Wells’ story has just been posted on eBay, accompanying the barbecue jar, which is now up for auction. How much value will Wells’ story add to the object? Keep tabs on the auction here, and check back at Slate next week for a follow-up on how much the jar fetched for Matthew. Congratulations to our winner and to all of our finalists. The names of the 11 runners-up are at the bottom of this article; Matthew’s story follows below:

Booth 106 was the regular table of Evelyn Nesbit—it’s where she was introduced to Charles Dana Gibson, who used her as the model for his famous Gibson Girl drawings; it’s where she met the young John Barrymore, who became her lover and got her pregnant twice (once in the booth itself and once in his apartment); it’s where she was introduced to architect Stanford White by fellow Floradora Girl Edna Goodrich; and it’s where she met her future husband Harry Thaw, who murdered White at Madison Square Garden on June 25, 1906.Originally surrounded by red velvet drapes, the booth is now open and unlit. On the wall is a photo of Nesbit from her Gibson Girl days and beneath it, on a small shelf, is a little jar labeled “BAR-B-Q Sauce.” The jar was originally purchased by Nesbit as a gift for White—whenever White would meet her for dinner, he would order ribs, and she paid the waiters to always keep the small jar full of sauce at the table for White’s special use. Very special, according to suppressed trial testimony after his murder—allegedly, the ribs weren’t the only things White covered in barbecue sauce behind those drapes.After White’s death, Booth 106 was roped off as a sign of mourning, a RESERVED sign was placed on the table, and per Evelyn Nesbit’s wishes, once a week the bartender would refill the BAR-B-Q jar, as if in preparation for White’s eventual return. The table went empty for almost two years (not even Nesbit sat at it), until the afternoon of January 5, 1908, when Harry Thaw sailed into the Naughty Pine, plunked himself down at Booth 106, ripped up the RESERVED sign, tore down the red velvet curtains, draped them around his body like a winding sheet, and demanded a shave. When told that he was in a bar and not a barber shop, Thaw cried, “Then I’ll do it myself,” whereupon he pulled out a straight razor, stropped it on his leather belt, and taking the BAR-B-Q jar, proceeded to slop sauce all over his face as if it were shaving cream. Then, pretending to stare into a mirror, he gave himself a blood-soaked shave while humming “I Could Love a Million Girls,” the song that had been playing when he shot White in the face.”You must be a lunatic,” said one of the waiters. Thaw just smiled at him. His first trial for the murder of Stanford White had ended in a deadlocked jury; but the next day, when his second trial began, he pleaded not guilty by reason of insanity.
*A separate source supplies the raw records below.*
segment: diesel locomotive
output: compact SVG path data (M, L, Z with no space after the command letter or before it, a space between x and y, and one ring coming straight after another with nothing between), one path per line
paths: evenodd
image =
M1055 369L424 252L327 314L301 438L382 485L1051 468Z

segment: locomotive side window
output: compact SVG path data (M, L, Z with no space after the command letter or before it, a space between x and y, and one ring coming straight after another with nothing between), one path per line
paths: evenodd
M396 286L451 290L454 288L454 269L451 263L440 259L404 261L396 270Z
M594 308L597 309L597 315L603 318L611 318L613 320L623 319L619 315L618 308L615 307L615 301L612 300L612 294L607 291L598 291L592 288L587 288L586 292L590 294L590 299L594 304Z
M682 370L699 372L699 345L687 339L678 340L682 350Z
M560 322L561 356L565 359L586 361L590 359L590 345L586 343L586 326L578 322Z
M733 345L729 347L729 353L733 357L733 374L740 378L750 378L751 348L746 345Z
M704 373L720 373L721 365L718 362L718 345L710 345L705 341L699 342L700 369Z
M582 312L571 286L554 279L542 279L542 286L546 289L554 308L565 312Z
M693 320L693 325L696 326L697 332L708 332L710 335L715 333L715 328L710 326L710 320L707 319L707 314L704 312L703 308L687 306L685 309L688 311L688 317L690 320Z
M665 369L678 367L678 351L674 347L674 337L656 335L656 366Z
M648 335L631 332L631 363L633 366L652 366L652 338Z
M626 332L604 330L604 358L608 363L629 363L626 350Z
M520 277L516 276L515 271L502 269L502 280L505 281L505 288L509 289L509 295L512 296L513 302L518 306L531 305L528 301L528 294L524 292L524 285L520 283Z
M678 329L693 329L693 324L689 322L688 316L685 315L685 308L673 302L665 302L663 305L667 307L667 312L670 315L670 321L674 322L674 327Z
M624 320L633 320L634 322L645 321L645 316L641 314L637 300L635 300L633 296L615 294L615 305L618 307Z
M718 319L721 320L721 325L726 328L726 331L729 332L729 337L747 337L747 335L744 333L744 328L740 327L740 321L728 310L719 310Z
The runners-up (in alphabetical order):

David Abrams, Butte, Mont.
Tom Bradstreet, Windsor, U.K.
Alex Chapman, Buford, Ga.
Rodrigo Chavez, El Centro, Calif.
Erin Ellia, Weymouth, Mass.
Jason Fernandes, Memphis, Tenn.
Joe Lyons, Pittsburgh
Francesca Petty, Chicago
David Popple, Grand Prairie, Texas
Hepzibah Phreake, Carrboro, N.C.
Alan Rodriguez, Houston

Thanks to everyone who submitted a story; a rack of ribs will never quite taste the same to us again.